Before I had my son, I did all the prep work new moms are expected to do: I read all the books, did all the research, bought all the pillows, sound machines, and gliders. And because I knew I
wanted to breastfeed, I invested in a breast pump that could travel with me when I went back to work. I even started eating a clean diet so my baby would have the best breast milk possible, and went to breastfeeding classes offered by my health provider. I was ready for anything . . . or so I thought.
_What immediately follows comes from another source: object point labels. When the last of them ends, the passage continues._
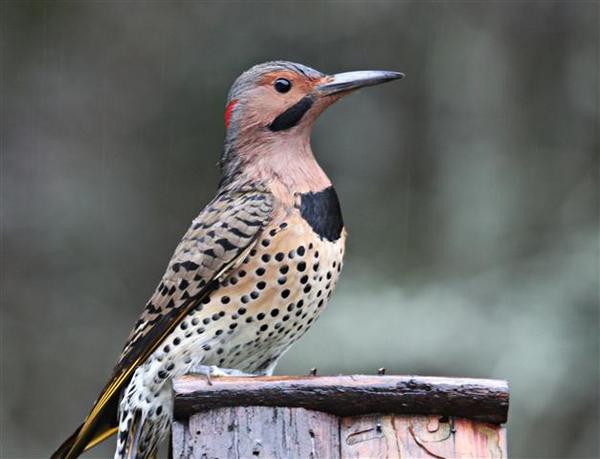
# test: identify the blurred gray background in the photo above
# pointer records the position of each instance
(470, 190)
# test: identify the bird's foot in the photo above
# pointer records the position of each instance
(212, 370)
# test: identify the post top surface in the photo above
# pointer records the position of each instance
(481, 399)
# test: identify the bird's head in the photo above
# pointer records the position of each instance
(272, 106)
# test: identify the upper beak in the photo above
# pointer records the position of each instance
(341, 82)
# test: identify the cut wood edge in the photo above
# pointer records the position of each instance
(484, 400)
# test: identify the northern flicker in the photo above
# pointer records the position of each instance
(254, 270)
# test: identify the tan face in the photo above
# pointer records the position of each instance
(279, 91)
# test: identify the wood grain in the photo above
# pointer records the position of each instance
(483, 400)
(257, 432)
(420, 437)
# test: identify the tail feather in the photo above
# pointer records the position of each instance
(103, 427)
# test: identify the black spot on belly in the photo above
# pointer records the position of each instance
(322, 212)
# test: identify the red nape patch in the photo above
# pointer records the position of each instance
(228, 111)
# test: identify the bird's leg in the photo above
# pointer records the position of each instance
(212, 370)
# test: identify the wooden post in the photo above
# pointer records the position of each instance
(339, 417)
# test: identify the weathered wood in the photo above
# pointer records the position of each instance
(483, 400)
(260, 432)
(416, 437)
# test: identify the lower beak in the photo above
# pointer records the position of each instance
(342, 82)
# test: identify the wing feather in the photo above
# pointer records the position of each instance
(217, 241)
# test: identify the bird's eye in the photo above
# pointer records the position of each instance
(282, 85)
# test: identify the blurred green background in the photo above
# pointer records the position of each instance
(470, 190)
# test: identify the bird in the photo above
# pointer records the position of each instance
(254, 270)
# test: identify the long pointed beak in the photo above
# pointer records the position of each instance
(348, 81)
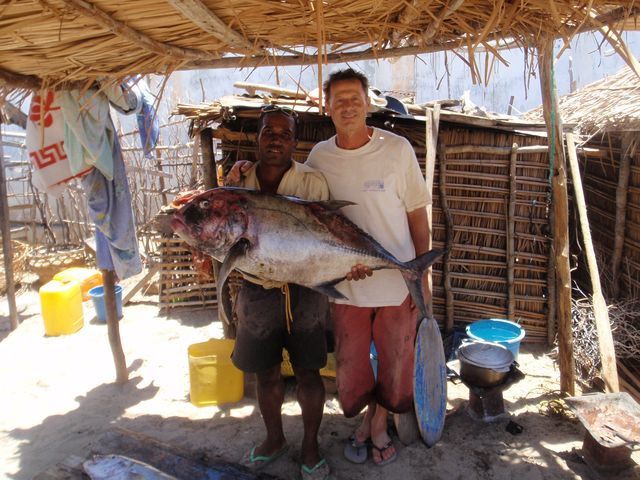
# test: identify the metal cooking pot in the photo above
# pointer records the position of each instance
(484, 364)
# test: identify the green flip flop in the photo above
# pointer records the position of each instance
(320, 471)
(254, 461)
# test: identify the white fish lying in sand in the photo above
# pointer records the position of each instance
(118, 467)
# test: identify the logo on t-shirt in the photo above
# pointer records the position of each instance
(373, 186)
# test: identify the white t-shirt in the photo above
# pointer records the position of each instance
(384, 180)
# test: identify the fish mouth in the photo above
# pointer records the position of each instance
(178, 225)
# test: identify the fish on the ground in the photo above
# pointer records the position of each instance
(288, 240)
(119, 467)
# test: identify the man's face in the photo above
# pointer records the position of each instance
(347, 105)
(277, 139)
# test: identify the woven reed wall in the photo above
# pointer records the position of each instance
(601, 170)
(477, 190)
(180, 284)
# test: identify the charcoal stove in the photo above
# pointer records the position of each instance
(612, 424)
(487, 403)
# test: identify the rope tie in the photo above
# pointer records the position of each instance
(287, 306)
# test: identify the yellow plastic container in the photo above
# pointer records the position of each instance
(86, 277)
(61, 304)
(214, 380)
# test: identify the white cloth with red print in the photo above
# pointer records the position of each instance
(45, 144)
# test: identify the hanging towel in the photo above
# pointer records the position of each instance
(89, 132)
(109, 203)
(46, 146)
(146, 116)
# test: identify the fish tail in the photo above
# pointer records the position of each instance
(413, 272)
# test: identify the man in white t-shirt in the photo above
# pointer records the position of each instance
(377, 171)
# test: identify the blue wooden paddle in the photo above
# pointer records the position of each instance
(429, 382)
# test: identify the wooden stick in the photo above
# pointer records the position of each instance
(622, 191)
(432, 125)
(5, 224)
(603, 324)
(319, 33)
(449, 239)
(511, 232)
(561, 216)
(113, 327)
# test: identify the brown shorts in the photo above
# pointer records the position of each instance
(262, 328)
(393, 330)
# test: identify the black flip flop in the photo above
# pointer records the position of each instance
(356, 451)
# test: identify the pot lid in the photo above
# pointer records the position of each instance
(486, 355)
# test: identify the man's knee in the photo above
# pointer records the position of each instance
(269, 377)
(307, 378)
(396, 403)
(352, 406)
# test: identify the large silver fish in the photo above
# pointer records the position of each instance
(285, 239)
(118, 467)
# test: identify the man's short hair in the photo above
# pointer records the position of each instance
(346, 74)
(277, 109)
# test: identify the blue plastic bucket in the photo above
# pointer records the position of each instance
(97, 296)
(494, 330)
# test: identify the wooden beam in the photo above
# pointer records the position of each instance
(622, 192)
(252, 88)
(432, 125)
(303, 59)
(560, 205)
(113, 327)
(209, 173)
(511, 234)
(5, 225)
(603, 324)
(201, 15)
(448, 221)
(139, 39)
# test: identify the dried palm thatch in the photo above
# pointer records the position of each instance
(610, 104)
(625, 328)
(53, 41)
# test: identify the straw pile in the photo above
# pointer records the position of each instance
(610, 104)
(477, 193)
(75, 40)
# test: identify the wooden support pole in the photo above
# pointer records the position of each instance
(109, 282)
(511, 234)
(560, 205)
(209, 173)
(603, 324)
(431, 146)
(5, 224)
(622, 191)
(446, 261)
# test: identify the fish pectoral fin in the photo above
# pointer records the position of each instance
(335, 205)
(237, 251)
(329, 289)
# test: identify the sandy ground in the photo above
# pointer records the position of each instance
(58, 396)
Breastfeeding was an important part of my plan, to say the least. And considering that women are born with the ability to feed their children, I figured this act would come naturally to me. But of course, what you expect isn’t always what you get. Not only did my son have latch issues (a lactation consultant with magical baby whispering powers helped us there), but I also experienced low milk production, which meant if I wasn’t feeding him directly, I’d be pumping to try to increase my supply. Fun times all around! But the hiccup I didn’t see coming? I couldn’t breastfeed my son in front of other people.
It’s not that I was against the idea of breastfeeding in public. I was embarrassed. The whole “feeding in public” topic just wasn’t something that was covered in the reading materials, how-to videos, or breastfeeding classes. I was completely unprepared for my reaction, and in the beginning, I didn’t even realize how this was affecting me and my relationships with my son, my husband, and my family.